Druon & Cie

Heureux signe de décrispation ? Henri Godard, éditeur de Céline dans La Pléiade, et Alain de Benoist, figure emblématique du GRECE, ont aimablement conversé ensemble, le 2 mars, lors d’un colloque intitulé L’actualité de l’antimodernité. De Céline aux expressions artistico-littéraires contemporaines ¹. Il est vrai que cela se passait en Italie, à Catania. Henri Godard y traitait de « Louis-Ferdinand Céline, 45 ans après sa mort » ; Alain de Benoist, de « La modernité de certains antimodernes ». Ce qui est encore impensable en France l’est donc dans le milieu universitaire transalpin.

Par Le Parisien, j’apprends que le dispensaire Maurice-Berteaux, haut lieu de l’histoire sociale de Sartrouville, vit peut-être ses derniers mois pour cause de déficit permanent ². C’est dans ce dispensaire, créé sous le Front populaire, que le docteur Louis Destouches exerça pendant une courte période à partir de l’automne 1939. Il y fut même nommé médecin-chef en mars de l’année suivante. Inutile de préciser qu’aucune plaque commémorative ne rappelle cet épisode de la vie de Céline. Au contraire : « Lorsqu’on évoque son passage à Sartrouville, c’est tout juste s’il ne faut pas baisser le ton », révèle Pierre Fond, le maire actuel.

Le rapport du concours d’entrée à l’École normale supérieure de la rue d’Ulm nous informe que Céline était à nouveau présent en 2005 à l’épreuve orale d’explication d’un texte de littérature française. Un candidat (admissible à l’écrit) a choisi, entre deux textes comme c’est l’usage, un extrait de D’un château l’autre. Il s’est fait tancer dans le rapport pour l’avoir commenté « en se coupant du savoir acquis en principe dans les cours d’histoire sur la situation du gouvernement de Vichy à Sigmaringen –, et il était plus aberrant encore de dater de 1947 l’extrait étudié qui comportait une claire allusion à l’insurrection de Budapest ».

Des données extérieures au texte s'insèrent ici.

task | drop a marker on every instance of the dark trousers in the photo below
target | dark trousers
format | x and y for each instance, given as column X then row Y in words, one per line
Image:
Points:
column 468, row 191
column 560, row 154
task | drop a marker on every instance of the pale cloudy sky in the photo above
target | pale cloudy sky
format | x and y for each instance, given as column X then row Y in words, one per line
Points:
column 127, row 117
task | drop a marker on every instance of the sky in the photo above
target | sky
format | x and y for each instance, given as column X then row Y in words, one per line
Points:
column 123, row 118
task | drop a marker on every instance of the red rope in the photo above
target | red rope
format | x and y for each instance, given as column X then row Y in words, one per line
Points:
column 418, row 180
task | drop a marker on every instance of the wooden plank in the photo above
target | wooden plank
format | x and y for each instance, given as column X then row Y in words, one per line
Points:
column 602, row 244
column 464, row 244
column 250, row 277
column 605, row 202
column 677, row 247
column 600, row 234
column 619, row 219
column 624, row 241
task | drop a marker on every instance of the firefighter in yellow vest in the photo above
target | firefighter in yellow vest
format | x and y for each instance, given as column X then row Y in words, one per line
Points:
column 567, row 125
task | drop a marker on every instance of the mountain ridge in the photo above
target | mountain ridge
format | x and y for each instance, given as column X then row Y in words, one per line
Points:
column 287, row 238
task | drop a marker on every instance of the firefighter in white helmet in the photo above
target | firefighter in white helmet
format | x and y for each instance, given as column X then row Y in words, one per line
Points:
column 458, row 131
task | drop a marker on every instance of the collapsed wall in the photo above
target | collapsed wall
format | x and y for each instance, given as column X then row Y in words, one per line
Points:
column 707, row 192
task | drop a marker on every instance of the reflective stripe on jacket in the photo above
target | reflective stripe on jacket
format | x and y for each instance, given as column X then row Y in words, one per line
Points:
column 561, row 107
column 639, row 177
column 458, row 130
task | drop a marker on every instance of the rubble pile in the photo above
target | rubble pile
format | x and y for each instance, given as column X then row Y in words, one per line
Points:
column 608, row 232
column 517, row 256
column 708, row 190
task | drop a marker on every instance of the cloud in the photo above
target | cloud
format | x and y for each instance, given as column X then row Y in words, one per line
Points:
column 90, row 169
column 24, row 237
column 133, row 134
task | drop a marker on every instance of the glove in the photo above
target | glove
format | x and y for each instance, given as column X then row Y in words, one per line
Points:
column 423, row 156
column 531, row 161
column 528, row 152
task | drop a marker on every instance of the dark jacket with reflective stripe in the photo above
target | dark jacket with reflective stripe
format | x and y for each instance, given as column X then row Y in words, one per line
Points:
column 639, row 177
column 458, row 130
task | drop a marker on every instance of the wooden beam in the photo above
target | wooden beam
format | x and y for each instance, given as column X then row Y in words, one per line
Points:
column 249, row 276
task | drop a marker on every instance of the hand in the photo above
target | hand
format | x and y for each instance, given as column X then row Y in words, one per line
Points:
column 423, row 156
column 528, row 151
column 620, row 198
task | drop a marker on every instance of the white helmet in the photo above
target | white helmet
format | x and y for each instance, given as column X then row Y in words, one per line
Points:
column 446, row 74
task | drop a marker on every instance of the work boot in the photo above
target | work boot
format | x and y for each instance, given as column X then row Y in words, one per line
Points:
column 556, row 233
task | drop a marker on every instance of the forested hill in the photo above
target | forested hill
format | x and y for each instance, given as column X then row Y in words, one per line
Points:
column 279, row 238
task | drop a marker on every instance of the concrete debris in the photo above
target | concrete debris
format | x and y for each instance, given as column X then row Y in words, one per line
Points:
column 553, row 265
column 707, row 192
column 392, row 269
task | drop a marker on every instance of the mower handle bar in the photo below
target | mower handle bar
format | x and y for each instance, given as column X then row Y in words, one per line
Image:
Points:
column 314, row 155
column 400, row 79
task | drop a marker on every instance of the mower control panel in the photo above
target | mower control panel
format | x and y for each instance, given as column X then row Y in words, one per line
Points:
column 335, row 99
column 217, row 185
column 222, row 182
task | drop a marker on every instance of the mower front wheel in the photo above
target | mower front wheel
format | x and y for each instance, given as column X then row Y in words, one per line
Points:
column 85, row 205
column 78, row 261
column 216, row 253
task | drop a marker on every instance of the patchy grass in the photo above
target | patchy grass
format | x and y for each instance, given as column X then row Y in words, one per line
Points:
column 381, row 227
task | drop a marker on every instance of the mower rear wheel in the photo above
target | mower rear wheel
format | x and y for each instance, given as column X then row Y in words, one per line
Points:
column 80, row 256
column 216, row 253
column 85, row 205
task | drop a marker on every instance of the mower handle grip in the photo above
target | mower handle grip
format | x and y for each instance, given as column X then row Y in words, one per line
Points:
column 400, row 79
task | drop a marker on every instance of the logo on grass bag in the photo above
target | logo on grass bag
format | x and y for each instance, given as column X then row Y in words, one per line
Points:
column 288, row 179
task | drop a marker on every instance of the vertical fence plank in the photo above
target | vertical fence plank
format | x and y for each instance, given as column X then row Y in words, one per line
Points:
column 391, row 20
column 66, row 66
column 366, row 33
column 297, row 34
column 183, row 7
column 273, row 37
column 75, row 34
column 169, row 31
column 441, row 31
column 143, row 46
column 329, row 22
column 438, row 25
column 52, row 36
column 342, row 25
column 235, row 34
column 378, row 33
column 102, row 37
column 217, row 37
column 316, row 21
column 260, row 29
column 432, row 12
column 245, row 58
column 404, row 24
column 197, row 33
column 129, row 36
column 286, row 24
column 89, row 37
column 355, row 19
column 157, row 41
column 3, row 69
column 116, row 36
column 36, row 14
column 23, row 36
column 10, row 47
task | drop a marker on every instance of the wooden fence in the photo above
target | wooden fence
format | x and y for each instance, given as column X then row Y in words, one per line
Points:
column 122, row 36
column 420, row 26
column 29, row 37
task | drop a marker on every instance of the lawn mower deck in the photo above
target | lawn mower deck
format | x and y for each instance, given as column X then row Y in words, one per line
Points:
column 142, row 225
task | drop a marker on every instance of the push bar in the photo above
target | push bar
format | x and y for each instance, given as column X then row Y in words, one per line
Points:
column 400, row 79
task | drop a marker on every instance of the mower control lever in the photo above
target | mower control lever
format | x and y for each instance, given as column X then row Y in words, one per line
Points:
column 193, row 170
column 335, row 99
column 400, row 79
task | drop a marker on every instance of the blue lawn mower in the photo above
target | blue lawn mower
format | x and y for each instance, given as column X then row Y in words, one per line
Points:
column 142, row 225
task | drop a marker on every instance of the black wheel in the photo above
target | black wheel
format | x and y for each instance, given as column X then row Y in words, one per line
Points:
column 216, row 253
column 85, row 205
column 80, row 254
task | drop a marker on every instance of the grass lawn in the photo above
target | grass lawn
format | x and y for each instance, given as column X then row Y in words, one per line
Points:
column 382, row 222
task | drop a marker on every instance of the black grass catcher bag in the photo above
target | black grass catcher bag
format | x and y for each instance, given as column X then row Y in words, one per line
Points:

Sous le titre « Les génies insupportables », Maurice Druon, ancien ministre et académicien, clame : « On découvre un jour, fortuitement, pourquoi on était allergique à certains écrivains généralement encensés » ³. Ainsi, Céline dont Voyage au bout de la nuit lui tomba des mains lorsqu’il tenta de le lire, adolescent. Tout devint clair quelques années plus tard lorsque Céline publia ses méchants pamphlets : « Céline était une très mauvaise âme, et c’est cette âme qui m’avait éloigné de sa prose. » Comme tout est simple sous la plume de Druon ! Même réaction face à Rimbaud qui suscita très tôt une profonde allergie chez lui. C’est qu’il découvrit plus tard que l’auteur du Bateau ivre était « un caractériel » doté d’une « âme abominable ». Rimbaud et Céline réunis dans la même exécration académicienne ! C’est presque trop beau pour être vrai…

  1. « L’attualità dell’antimodernità. Da Céline alle espressioni artistico-letterarie contemporanee », Université de Catania, 2 mars 2006. À cette occasion fut présenté le spectacle « J’accuse ! Céline Danse Macab(a)re(t) », écrit, mis en scène et interprété par A. Ferrari.
  2. Julien Constant, « Sartrouville. Le dispensaire historique en sursis », Le Parisien, 28 janvier 2006.
  3. Maurice Druon, « Les génies insupportables », Le Figaro littéraire, 26 janvier 2006.